Eduardo sorriu com desdém e não fez nenhum comentário. Johnny aproveitou a animação dos amigos, para tecer-lhes elogios:
- Os dois estão muito lordes hoje à noite e a praça está cheia de meninas bonitas!
Luis ergueu o peito e exclamou com bazofia:
- Como dizia o grande Castro Alves: “Senhores pais de famílias! Prendam suas donzelas, que o poeta está solto!”
Johnny, admirado com a citação, perguntou curioso:
- Ué!... Castro Alves dizia isso?!
- Não sei se ele dizia ou não! Porém é o que afirmam os boêmios baianos!
Johnny notou que os dois amigos estavam realmente bem vestidos, com roupas novas e caras, enquanto ele vestia uma simples calça de brim cáqui e uma camisa branca de algodão, com o corriqueiro cinto e sapatos do dia a dia. Sentiu um pouco de tristeza
por não poder ostentar uma elegância mais convincente. Mas, apesar dos trajes modestos, sabia que estava decentemente vestido, e não havia motivo algum de se envergonhar de sua postura. Antes de partir para a Praça Ruy Barbosa, os garotos resolveram ir até as portas dos dois cinemas, para conferir os filmes em cartaz, pois seriam os mesmos a serem oferecidos à garotada na matinê do dia seguinte. Aos sábados à noite apresentavam sempre os filmes faroestes B, preto & branco, acompanhados dos irresistíveis seriados. A grande surpresa ficou por conta do Cine Teatro Jequié que, pela primeira vez na cidade, apresentava um filme a cores do famoso cowboy Roy Rogers.

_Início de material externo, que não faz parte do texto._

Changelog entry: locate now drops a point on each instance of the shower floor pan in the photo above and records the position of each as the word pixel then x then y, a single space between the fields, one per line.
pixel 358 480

Os garotos seguiram para a praça, que naquele momento estava cheia de jovens passeando pelo seu belo jardim. A juventude se concentrava na Confeitaria Cristal tomando sorvete e refrigerantes, à espera do baile do Jequié Tênis Clube, cujo início seria às vinte e três horas. Enquanto isso, os beberrões, na maioria jovens estudantes da capital, faziam algazarras, na porta do Bar Joly.
Luis estava animado com aquela festança. Não sabia que o Sábado de Aleluia fosse tão divertido assim, com tanta gente alegre na praça, para ver a Queima do Judas. Admirado com a sua surpresa do amigo, Eduardo esclareceu:
- O Sábado de Aleluia é sempre animado. Mas, em geral, a animação das festas num ano de eleições, fica por conta dos políticos.
- Com assim? Eu não entendi!
- Por exemplo: são eles que financiam a compra dos Judas, pagam os músicos da banda, farras para os estudantes e boêmios, etc., etc., etc.
- Ah, sim! Isso eu percebi. Desde o começo do ano, a gente vê as propagandas deles nas faixas penduradas nos postes.
Johnny se lembrou de que as meninas comentaram a respeito de um candidato a vereador, que ia ofertar fogos para a garotada soltar. Foi com os amigos conferir a veracidade da notícia; porém, chagaram atrasados. O candidato distribuiu algumas dúzias de foguetes e várias caixas de pistolão de três bombas, mas somente para os maiores de dezoito anos, deixando a garotada de fora, que protestava em vão pela discriminação. Luis Augusto louvou aquela atitude, pois tinha conhecimentos de graves acidentes relacionados com a queima de fogos, principalmente com crianças e adolescentes.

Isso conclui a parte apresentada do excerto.